Venerdì, 26 Agosto 2022 00:22

Settimana comunitaria dell’ISO italiano - agosto 2022

Dal giorno 22 di agosto si sta svolgendo ad Eupilio la settimana comunitaria dell’ISO italiano, guidata dall’assistente spirituale regionale don Carlo Marin, FDP.

Il motivo dominante di ogni meditazione è: “Dio mi ama in modo ostinato e immensa è la sua misericordia”.

Ritornare alla scuola della Parola è fondamentale perché permette all’unico e vero Maestro, il Signore Gesù, di insegnare, ossia di “lasciare il suo segno” indelebile nei cuori dei suoi figli. Ma, occorre, poi, fidarsi di Lui, abbandonarsi alla Provvidenza, ravvivare la fede sforzandosi, come sosteneva don Orione, di rendere quella fede così pratica da agire su ogni nostro pensiero, azione, desiderio. Anche perché: “a fidarsi di Dio non si sbaglia mai”. Se avessimo fede ma non fiducia in Dio a nulla gioverebbe.

Non serve a molto, infatti, sapere che Dio esiste, e del resto non è questo il cuore della fede cristiana. Ciò che veramente conta è credere che Dio ci ama in modo personale e farne esperienza. E’ il sentirsi amati il fuoco nuovo che riaccende la vita, la forza di avanzamento nel cammino, ciò che dà la certezza che tutta la tua storia è stata Grazia e che continuerà ad esserlo. Il Signore non smetterà di mostrare la sua predilezione per ogni uomo.  Ed è nel cuore di ogni uomo che Egli mette un “desiderio”, una promessa. Dio però non promette compagni di viaggio perfetti, missioni che riusciranno, comunità che funzioneranno ma, promette “Se Stesso”: il più prezioso e vero tesoro. Tutto il resto è solo aspettativa umana, che può sempre deludere . Dice Paolo nella lettera ai Romani “per fede Abramo, chiamato da Dio, obbedì partendo per un luogo che doveva ricevere in eredità, e partì senza sapere dove andava”. Il sentirsi amati fa lasciare ogni certezza anche senza alcuna rassicurazione. La fede, pur nei momenti di oscurità,  ci incoraggia sempre ad affrontare i problemi,  nella “vittoriosa certezza” che l’amore di Dio è più grande del nostro cuore.  E come dice san Giovanni apostolo, nella sua pr cuoima lettera: l’amore di Dio sta in questo: “Non siamo stati noi ad amare Dio, ma è lui che ha amato noi e ha mandato il suo Figlio come vittima di espiazione per i nostri peccati”.

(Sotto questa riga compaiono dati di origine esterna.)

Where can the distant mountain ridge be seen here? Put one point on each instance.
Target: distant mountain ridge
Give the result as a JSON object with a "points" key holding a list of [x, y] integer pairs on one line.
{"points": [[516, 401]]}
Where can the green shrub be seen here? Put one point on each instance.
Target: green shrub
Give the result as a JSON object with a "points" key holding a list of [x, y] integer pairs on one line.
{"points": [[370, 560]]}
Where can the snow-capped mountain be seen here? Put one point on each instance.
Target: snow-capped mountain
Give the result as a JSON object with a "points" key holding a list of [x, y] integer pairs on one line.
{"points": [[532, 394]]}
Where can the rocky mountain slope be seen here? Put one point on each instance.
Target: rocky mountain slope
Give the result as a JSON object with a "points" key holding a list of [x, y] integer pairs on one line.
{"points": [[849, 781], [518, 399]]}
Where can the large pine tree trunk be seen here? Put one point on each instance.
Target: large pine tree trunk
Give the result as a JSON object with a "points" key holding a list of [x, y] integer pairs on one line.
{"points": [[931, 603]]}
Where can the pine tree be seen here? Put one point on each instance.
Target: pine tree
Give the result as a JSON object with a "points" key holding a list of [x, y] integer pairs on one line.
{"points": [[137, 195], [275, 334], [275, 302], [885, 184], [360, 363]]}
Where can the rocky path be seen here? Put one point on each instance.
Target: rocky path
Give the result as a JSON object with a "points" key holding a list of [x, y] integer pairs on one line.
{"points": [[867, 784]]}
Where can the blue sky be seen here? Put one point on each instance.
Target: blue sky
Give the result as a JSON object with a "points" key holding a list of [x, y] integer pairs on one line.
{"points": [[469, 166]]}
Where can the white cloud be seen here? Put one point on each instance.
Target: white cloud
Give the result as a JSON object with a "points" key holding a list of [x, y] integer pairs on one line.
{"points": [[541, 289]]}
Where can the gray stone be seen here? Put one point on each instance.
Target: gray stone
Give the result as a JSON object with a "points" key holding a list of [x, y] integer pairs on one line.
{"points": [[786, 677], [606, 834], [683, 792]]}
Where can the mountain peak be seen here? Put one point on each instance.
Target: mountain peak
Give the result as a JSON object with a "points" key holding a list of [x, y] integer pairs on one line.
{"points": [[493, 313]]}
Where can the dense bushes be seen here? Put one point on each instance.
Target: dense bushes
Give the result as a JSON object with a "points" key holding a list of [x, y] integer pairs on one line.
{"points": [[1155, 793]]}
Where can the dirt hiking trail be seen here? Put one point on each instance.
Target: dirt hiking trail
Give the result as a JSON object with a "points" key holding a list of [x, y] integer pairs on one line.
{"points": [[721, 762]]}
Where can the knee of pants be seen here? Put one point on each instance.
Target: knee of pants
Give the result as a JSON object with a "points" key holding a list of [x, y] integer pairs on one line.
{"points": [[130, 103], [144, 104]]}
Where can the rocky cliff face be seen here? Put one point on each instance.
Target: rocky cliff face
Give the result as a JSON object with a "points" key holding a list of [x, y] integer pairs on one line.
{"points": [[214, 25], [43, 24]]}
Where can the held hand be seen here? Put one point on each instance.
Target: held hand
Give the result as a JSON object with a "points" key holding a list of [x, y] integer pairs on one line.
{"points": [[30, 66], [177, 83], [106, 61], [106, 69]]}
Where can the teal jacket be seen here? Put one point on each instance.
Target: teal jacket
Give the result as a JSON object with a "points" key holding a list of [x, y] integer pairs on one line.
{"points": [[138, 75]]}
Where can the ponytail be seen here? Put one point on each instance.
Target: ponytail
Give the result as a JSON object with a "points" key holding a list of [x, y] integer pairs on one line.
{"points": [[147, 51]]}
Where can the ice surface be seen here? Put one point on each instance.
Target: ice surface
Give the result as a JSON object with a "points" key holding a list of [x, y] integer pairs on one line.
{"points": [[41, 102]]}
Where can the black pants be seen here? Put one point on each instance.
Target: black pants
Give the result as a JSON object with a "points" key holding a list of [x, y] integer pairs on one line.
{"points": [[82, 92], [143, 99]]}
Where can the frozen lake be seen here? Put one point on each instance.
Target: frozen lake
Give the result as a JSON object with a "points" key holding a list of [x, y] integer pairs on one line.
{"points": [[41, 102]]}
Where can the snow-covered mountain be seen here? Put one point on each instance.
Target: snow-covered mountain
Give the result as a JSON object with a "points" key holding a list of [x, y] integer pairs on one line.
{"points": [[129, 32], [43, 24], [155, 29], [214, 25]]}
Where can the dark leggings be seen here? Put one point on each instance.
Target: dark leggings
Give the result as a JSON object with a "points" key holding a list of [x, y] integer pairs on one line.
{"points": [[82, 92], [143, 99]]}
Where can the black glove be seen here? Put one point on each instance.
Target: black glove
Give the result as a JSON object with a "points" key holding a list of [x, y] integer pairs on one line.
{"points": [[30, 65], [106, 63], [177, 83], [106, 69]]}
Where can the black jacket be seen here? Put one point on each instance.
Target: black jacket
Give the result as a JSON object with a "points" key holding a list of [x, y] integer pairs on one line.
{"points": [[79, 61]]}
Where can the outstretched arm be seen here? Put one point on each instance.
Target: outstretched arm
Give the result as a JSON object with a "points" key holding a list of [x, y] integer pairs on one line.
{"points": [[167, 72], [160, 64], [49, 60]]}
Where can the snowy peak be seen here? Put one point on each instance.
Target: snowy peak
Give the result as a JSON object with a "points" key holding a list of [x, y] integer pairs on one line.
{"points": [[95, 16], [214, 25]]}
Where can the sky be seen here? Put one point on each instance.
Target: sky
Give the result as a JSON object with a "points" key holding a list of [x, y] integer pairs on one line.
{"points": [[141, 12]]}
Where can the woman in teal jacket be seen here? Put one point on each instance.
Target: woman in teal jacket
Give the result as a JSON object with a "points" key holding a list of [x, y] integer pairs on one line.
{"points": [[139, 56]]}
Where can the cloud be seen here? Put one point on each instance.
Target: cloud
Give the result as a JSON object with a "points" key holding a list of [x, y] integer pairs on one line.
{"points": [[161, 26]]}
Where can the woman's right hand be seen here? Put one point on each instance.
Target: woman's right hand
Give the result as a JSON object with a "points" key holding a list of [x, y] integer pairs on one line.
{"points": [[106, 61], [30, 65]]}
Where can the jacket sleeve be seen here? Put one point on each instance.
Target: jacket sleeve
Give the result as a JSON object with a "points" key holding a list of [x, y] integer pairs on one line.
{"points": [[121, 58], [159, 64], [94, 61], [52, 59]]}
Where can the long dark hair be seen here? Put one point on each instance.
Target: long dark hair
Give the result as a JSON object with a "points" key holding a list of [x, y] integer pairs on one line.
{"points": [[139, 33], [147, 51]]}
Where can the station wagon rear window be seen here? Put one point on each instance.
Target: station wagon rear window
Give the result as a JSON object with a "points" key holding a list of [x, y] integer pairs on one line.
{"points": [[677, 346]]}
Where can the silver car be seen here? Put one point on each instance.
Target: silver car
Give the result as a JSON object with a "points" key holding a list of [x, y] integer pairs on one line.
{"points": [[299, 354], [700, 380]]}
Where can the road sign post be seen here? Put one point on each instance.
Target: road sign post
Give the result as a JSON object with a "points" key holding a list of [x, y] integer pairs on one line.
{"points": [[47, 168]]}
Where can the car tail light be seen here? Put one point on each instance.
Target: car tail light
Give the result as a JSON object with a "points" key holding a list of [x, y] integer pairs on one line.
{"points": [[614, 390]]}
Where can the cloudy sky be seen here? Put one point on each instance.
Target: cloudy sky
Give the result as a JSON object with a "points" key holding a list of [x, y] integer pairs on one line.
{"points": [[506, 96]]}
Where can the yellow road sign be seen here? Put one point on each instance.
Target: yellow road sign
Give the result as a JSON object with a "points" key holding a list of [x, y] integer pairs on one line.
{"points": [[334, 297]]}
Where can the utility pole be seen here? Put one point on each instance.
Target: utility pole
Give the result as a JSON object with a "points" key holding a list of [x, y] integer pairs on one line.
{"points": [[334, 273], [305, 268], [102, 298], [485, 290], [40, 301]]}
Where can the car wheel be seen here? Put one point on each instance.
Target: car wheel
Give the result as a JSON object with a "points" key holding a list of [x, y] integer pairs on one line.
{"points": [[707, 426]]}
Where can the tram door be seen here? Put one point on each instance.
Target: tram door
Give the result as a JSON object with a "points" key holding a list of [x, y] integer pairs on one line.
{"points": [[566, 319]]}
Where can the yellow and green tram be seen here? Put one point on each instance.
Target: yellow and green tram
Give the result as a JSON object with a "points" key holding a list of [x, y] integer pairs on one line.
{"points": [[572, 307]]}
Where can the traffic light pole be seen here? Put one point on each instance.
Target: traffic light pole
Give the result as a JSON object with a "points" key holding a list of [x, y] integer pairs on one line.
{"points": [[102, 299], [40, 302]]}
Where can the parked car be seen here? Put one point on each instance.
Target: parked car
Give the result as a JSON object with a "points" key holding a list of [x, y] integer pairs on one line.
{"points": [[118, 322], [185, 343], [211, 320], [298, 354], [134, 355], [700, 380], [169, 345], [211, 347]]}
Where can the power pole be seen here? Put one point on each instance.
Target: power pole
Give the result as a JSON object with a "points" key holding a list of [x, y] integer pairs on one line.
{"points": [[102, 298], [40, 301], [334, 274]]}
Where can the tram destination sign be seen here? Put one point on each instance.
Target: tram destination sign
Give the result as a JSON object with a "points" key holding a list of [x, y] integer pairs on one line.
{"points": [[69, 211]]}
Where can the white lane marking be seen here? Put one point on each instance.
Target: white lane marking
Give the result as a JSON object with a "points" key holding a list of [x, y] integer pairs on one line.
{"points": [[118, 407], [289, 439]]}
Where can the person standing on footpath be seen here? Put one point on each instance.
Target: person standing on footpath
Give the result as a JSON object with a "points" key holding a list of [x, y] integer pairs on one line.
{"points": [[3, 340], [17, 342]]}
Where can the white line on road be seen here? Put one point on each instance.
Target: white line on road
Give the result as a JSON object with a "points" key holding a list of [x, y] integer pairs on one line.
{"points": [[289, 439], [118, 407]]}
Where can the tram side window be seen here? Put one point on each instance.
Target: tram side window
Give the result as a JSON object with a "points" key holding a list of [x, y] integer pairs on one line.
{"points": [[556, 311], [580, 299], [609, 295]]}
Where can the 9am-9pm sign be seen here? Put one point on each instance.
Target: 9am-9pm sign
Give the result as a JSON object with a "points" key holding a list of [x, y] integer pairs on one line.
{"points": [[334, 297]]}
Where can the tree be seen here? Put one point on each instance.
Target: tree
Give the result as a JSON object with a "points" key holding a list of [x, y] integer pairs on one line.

Scrive il cardinale Martini che sulla croce, Gesù rimane in agonia, con le braccia aperte al Padre e al mondo e in un abbraccio universale raggiunge tutti gli uomini di tutti i tempi e quindi anche ciascuno di noi. E quelle braccia aperte allargate ci dicono: “Sei anche tu nell’abbraccio della misericordia che supera il tuo timore, le tue colpevolezze. Sei anche tu nell’abbraccio di questo amore gratuito, purissimo, totale: sei anche tu in questo abbraccio sponsale, indissolubile, che è la tua certezza di vita per sempre

Abbracciamoci fortemente al Signore, dunque, perché tra quelle Sue braccia, Lui ci protegge, ci consola, ci guarisce, ci solleva.

La settimana comunitaria si concluderà poi, a Tortona  presso la Casa Madre delle PSMC, con la celebrazione eucaristica che vedrà raccolti intorno all’altare del Signore tutti i rappresentanti della nostra grande Famiglia Carismatica e con il rinnovo della consacrazione secolare da parte di una giovane ormai prossima ai voti perpetui.